Multi-grained scanning is the algorithm that can be used for image processing. Description is given in this article. It is said that deep forest with MGS can be compared with the CNN.

[1]:
from bosk.painter.graphviz import GraphvizPainter
from bosk.executor.recursive import RecursiveExecutor
from bosk.stages import Stage
from bosk.block.zoo.multi_grained_scanning import MultiGrainedScanning2DBlock
from bosk.pipeline.builder.functional import FunctionalPipelineBuilder
from sklearn.datasets import load_digits
from sklearn.ensemble import RandomForestClassifier, ExtraTreesClassifier
from sklearn.model_selection import train_test_split
from sklearn.metrics import roc_auc_score
import numpy as np
from IPython.display import Image
[2]:
random_state = 42
n_estimators = 7
EXEC_CLS = RecursiveExecutor

def get_image_dataset():
    digits = load_digits()
    all_X = digits.data
    all_y = digits.target
    train_X, test_X, train_y, test_y = train_test_split(
        all_X, all_y, test_size=0.2, random_state=random_state)

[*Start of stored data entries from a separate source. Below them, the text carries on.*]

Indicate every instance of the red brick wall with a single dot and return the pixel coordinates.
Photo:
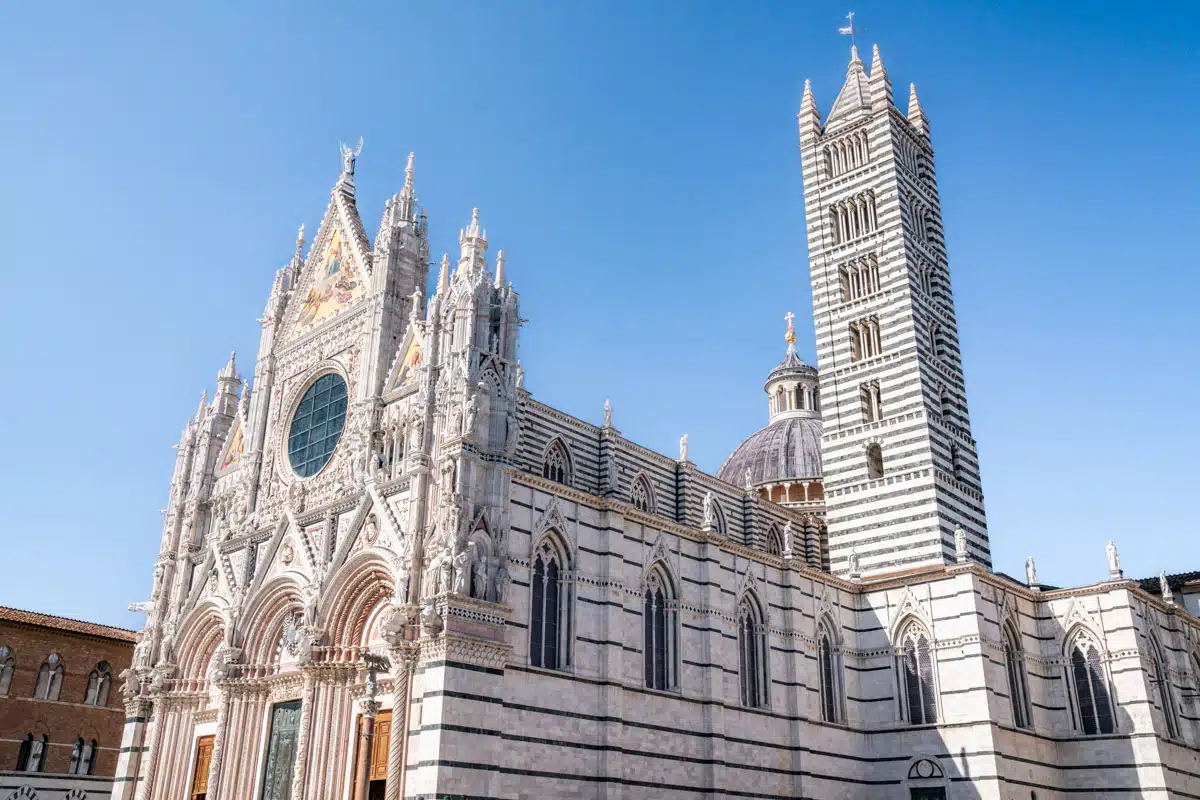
(67, 719)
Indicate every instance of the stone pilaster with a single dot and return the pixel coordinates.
(403, 659)
(301, 764)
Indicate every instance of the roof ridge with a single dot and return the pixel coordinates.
(75, 625)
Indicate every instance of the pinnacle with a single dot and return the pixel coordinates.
(231, 370)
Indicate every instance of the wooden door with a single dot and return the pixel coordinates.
(379, 746)
(203, 761)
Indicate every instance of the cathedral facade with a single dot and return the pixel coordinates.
(389, 571)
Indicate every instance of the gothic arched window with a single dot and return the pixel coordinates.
(641, 495)
(659, 619)
(83, 757)
(550, 608)
(1093, 703)
(31, 755)
(751, 653)
(49, 679)
(7, 665)
(99, 683)
(829, 662)
(1163, 680)
(917, 677)
(774, 541)
(1018, 687)
(556, 465)
(874, 461)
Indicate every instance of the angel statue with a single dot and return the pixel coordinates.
(348, 156)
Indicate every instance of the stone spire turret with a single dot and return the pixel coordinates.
(916, 115)
(881, 84)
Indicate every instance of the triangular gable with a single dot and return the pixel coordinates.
(334, 277)
(406, 368)
(233, 449)
(853, 100)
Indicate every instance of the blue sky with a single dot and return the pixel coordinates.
(637, 162)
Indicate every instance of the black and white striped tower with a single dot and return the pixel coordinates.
(900, 464)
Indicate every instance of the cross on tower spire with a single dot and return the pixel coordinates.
(850, 30)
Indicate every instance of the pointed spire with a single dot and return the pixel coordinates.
(204, 404)
(881, 84)
(809, 115)
(916, 115)
(407, 197)
(501, 277)
(346, 181)
(244, 402)
(231, 368)
(444, 274)
(855, 100)
(473, 242)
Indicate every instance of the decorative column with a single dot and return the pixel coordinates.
(301, 763)
(133, 747)
(219, 740)
(369, 708)
(154, 753)
(403, 656)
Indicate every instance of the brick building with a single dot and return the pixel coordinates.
(60, 714)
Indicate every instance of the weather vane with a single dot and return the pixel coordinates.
(850, 30)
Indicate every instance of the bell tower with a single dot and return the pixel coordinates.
(900, 464)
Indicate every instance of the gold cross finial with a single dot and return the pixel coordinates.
(849, 30)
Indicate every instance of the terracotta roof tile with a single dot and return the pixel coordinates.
(66, 624)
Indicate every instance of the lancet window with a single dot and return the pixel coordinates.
(873, 401)
(641, 495)
(829, 662)
(853, 217)
(751, 653)
(846, 154)
(49, 679)
(99, 683)
(557, 463)
(916, 669)
(659, 621)
(1162, 679)
(874, 461)
(865, 341)
(550, 612)
(31, 755)
(7, 665)
(859, 277)
(1018, 684)
(83, 757)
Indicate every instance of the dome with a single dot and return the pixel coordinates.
(787, 449)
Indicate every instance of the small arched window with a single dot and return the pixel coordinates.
(557, 464)
(49, 679)
(31, 755)
(774, 541)
(751, 654)
(7, 665)
(917, 677)
(874, 461)
(83, 757)
(99, 683)
(829, 662)
(641, 495)
(550, 608)
(1162, 678)
(1018, 687)
(1093, 703)
(659, 615)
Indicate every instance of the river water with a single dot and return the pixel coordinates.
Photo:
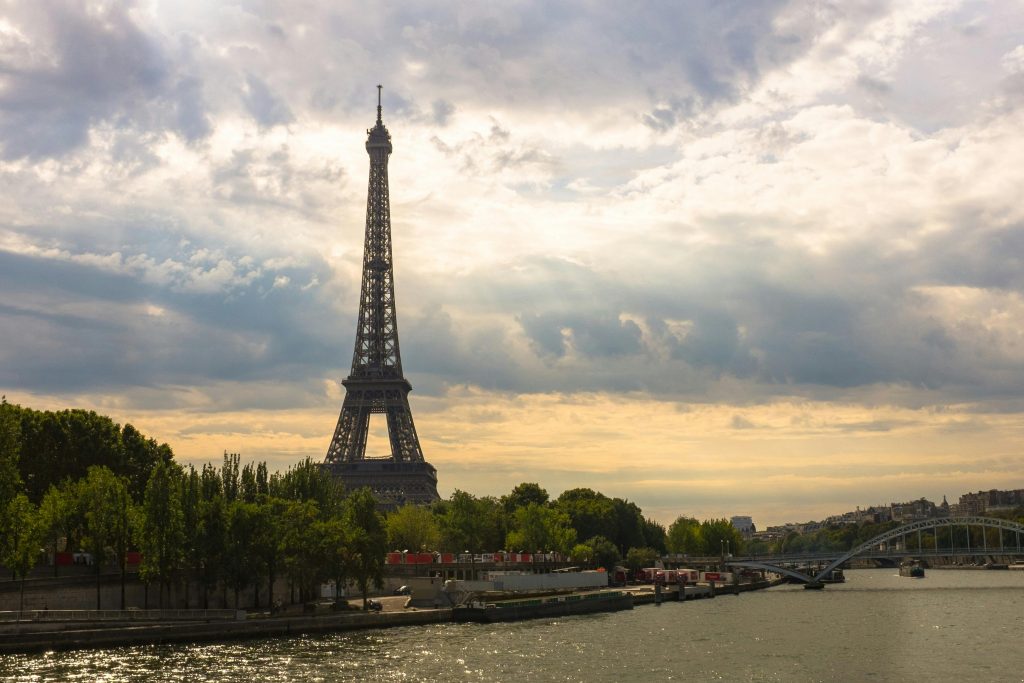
(950, 626)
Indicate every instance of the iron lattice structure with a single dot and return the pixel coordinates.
(376, 384)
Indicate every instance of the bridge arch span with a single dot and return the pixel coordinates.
(939, 522)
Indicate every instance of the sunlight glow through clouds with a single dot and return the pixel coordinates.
(759, 261)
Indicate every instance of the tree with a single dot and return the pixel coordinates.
(413, 527)
(10, 447)
(338, 552)
(716, 532)
(653, 534)
(369, 541)
(538, 527)
(58, 516)
(300, 545)
(462, 524)
(140, 455)
(684, 537)
(603, 552)
(163, 526)
(638, 558)
(307, 481)
(20, 539)
(211, 540)
(522, 495)
(268, 546)
(243, 563)
(591, 513)
(104, 500)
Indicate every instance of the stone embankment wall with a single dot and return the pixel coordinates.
(79, 592)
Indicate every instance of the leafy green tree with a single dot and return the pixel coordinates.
(413, 527)
(629, 526)
(10, 447)
(163, 526)
(268, 546)
(139, 456)
(301, 546)
(65, 445)
(462, 524)
(192, 501)
(211, 542)
(243, 562)
(338, 552)
(539, 527)
(19, 539)
(591, 513)
(59, 516)
(684, 537)
(653, 534)
(229, 479)
(716, 532)
(603, 552)
(368, 541)
(307, 481)
(638, 558)
(583, 554)
(522, 495)
(104, 500)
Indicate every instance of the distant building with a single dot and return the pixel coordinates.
(983, 501)
(914, 511)
(744, 525)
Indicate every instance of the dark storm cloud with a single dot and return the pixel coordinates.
(75, 67)
(125, 332)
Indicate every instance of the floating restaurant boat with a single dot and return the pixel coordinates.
(911, 568)
(538, 607)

    return train_X, test_X, train_y, test_y
[3]:
b = FunctionalPipelineBuilder()
X, y = b.Input()(), b.TargetInput()()
ms = b.new(MultiGrainedScanning2DBlock, models=(
    RandomForestClassifier(n_estimators=n_estimators),
    ExtraTreesClassifier(n_estimators=n_estimators)),
    window_size=5, stride=1, shape_sample=[8, 8])(X=X, y=y)
rf_1 = b.RFC()(X=ms, y=y)
et_1 = b.ETC()(X=ms, y=y)
concat_1 = b.Concat(['ms', 'rf_1', 'et_1'])(ms=ms, rf_1=rf_1, et_1=et_1)

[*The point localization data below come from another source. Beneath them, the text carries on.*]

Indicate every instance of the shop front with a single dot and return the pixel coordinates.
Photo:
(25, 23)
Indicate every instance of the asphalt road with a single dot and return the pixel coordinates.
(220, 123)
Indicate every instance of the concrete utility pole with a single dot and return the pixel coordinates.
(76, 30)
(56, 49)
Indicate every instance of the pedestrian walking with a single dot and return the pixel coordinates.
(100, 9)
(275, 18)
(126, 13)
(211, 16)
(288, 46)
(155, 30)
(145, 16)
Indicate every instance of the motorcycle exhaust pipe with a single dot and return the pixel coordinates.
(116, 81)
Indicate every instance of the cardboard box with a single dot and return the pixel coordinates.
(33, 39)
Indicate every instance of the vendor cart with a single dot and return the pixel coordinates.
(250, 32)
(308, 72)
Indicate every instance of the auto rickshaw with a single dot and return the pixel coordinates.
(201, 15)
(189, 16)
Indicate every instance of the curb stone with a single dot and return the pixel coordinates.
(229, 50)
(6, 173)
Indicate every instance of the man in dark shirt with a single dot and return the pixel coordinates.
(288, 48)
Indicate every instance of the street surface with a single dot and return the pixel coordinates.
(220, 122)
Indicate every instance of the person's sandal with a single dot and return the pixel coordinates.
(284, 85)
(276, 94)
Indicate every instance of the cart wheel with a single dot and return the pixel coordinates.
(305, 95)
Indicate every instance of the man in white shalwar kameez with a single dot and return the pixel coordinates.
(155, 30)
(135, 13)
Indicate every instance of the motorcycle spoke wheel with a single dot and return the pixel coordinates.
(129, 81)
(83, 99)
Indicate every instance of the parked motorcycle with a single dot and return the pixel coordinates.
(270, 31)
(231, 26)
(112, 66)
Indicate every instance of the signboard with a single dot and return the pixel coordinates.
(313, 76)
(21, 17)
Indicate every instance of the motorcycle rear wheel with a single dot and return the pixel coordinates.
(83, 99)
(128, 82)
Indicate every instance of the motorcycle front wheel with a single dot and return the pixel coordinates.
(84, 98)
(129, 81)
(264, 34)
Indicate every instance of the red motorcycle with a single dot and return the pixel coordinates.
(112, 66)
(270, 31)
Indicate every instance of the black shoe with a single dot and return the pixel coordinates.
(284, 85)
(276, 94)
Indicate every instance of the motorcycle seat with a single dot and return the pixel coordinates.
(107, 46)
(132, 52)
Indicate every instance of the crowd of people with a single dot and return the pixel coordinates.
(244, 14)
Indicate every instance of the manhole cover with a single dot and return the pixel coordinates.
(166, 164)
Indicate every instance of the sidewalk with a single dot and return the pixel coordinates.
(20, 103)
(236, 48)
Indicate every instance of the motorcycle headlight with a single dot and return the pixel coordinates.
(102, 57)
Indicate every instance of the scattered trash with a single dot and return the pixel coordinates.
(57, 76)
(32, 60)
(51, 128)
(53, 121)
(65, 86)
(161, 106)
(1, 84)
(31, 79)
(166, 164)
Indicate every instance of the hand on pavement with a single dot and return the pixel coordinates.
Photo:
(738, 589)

rf_2 = b.RFC()(X=concat_1, y=y)
et_2 = b.ETC()(X=concat_1, y=y)
concat_2 = b.Concat(['ms', 'rf_2', 'et_2'])(ms=ms, rf_2=rf_2, et_2=et_2)
rf_3 = b.RFC()(X=concat_2, y=y)
et_3 = b.ETC()(X=concat_2, y=y)
stack_3 = b.Stack(['rf_3', 'et_3'], axis=1)(rf_3=rf_3, et_3=et_3)
average_3 = b.Average(axis=1)(X=stack_3)
argmax_3 = b.Argmax(axis=1)(X=average_3)
#
rf_1_roc_auc = b.RocAucMultiLabel()(gt_y=y, pred_probas=rf_1)
roc_auc = b.RocAucMultiLabel()(gt_y=y, pred_probas=average_3)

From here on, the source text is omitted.